The example ranks the closest vectors first.

Real systems replace the artificial vectors with embeddings generated by machine learning models and often use vector indexes for fast nearest-neighbor search at large scale.

7. The surprising geometry: king − man + woman ≈ queen

One of the most famous discoveries in embedding research came from word-vector models.

Researchers found that some relationships appeared as directions in vector space:

king − man + woman ≈ queen

The surprising part was not that a model contained a programmed dictionary rule. Nobody manually told the system this equation.

Instead, training on large text collections caused the model to discover statistical patterns:

  • words appearing in similar contexts develop similar locations

  • relationships between words can appear as consistent directions

The model learned that the relationship between “king” and “man” was similar to the relationship between “queen” and “woman.”

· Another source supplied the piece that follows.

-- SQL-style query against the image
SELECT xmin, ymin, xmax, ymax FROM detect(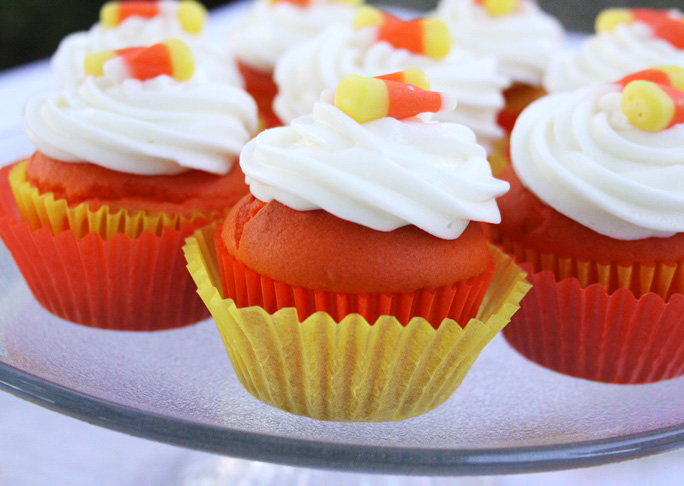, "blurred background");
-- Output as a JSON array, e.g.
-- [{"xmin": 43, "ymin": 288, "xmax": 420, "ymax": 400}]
[{"xmin": 0, "ymin": 0, "xmax": 681, "ymax": 70}]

Modern transformer-based embeddings are much more powerful than early word vectors, but the underlying lesson remains:

Meaning can emerge as geometry.

8. From word vectors to sentence embeddings

Early embedding research focused heavily on individual words.

Modern AI applications usually need larger concepts:

  • sentences

  • paragraphs

  • documents

  • images

  • source code

A sentence embedding represents the meaning of a complete text.

For example:

  • “The company released a new phone.”

  • “A smartphone was launched by the company.”

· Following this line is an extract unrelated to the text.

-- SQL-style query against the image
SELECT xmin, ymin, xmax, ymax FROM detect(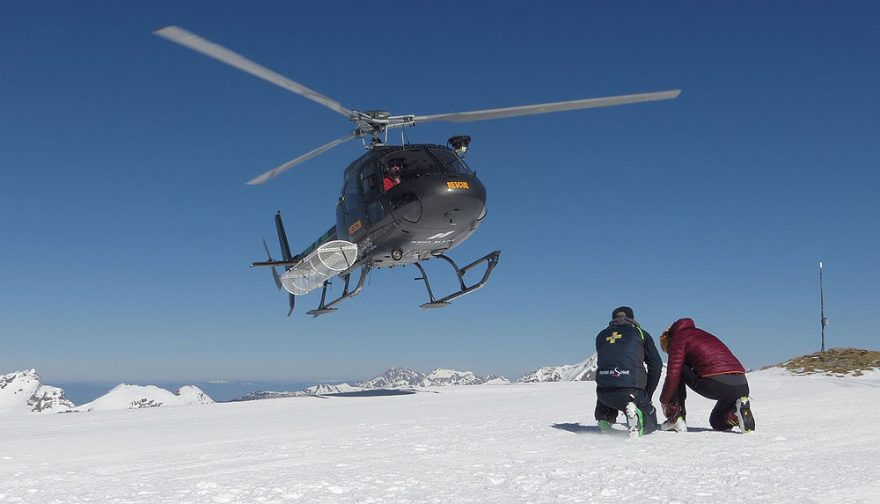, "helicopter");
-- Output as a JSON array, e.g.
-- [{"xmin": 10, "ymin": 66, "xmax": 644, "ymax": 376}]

A strong embedding model should understand that these sentences describe a similar event even though they use different words.

This ability powers retrieval systems used in search, AI assistants, and retrieval-augmented generation (RAG).

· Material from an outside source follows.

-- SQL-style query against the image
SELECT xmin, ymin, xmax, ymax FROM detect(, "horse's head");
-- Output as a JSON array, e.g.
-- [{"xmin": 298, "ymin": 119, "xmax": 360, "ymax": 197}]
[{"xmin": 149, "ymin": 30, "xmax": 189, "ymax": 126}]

9. Real sentence embeddings with Python

For a production embedding workflow, you need:

  • an embedding model

  • a client library

  • similarity calculations

The following example uses the current OpenAI Python SDK style with the embeddings API and the supported text-embedding-3-large model.

Install dependencies:

pip install openai numpy

Generate embeddings:

import os

import numpy as np
from openai import OpenAI


client = OpenAI(
    api_key=os.environ["OPENAI_API_KEY"]
)

sentences = [
    "A dog is playing in the garden.",
    "A puppy is running outside.",
    "A person is cooking dinner.",
]


response = client.embeddings.create(
    model="text-embedding-3-large",
    input=sentences,
)


embeddings = [
    np.array(item.embedding)
    for item in response.data
]


def cosine_similarity(a, b):
    return np.dot(a, b) / (
        np.linalg.norm(a) * np.linalg.norm(b)
    )


dog_similarity = cosine_similarity(
    embeddings[0],
    embeddings[1],
)

unrelated_similarity = cosine_similarity(
    embeddings[0],
    embeddings[2],
)


print("Dog and puppy:", dog_similarity)
print("Dog and cooking:", unrelated_similarity)

The exact numbers depend on the model and input, but the expected pattern is:

  • the dog and puppy sentences should have higher similarity

  • the dog and cooking sentences should have lower similarity

That simple comparison is the foundation behind semantic search.

10. Why simple geometry powers modern AI

Dot products, norms, and cosine similarity are basic mathematical tools.

Their impact comes from combining them with:

  • large neural networks

  • massive training datasets

  • specialized hardware

  • efficient nearest-neighbor search algorithms

These ideas power:

  • retrieval-augmented generation

  • recommendation systems

  • image search

  • document discovery

  • AI assistants

Whenever an AI system finds information related to a question, vector geometry is often part of the process.

The mathematics is simple.

The scale is what makes it powerful.

Your next step

You now understand the building blocks behind embeddings:

  • vectors

  • Linear Algebra

  • DotProduct operations

  • vector norms

  • cosine similarity

Continue by creating a small semantic search project:

  • embed your own documents

  • compare vectors with cosine similarity

  • experiment with different queries

  • inspect how changing data changes the geometry

Build something with embeddings and explore what the numbers reveal about meaning.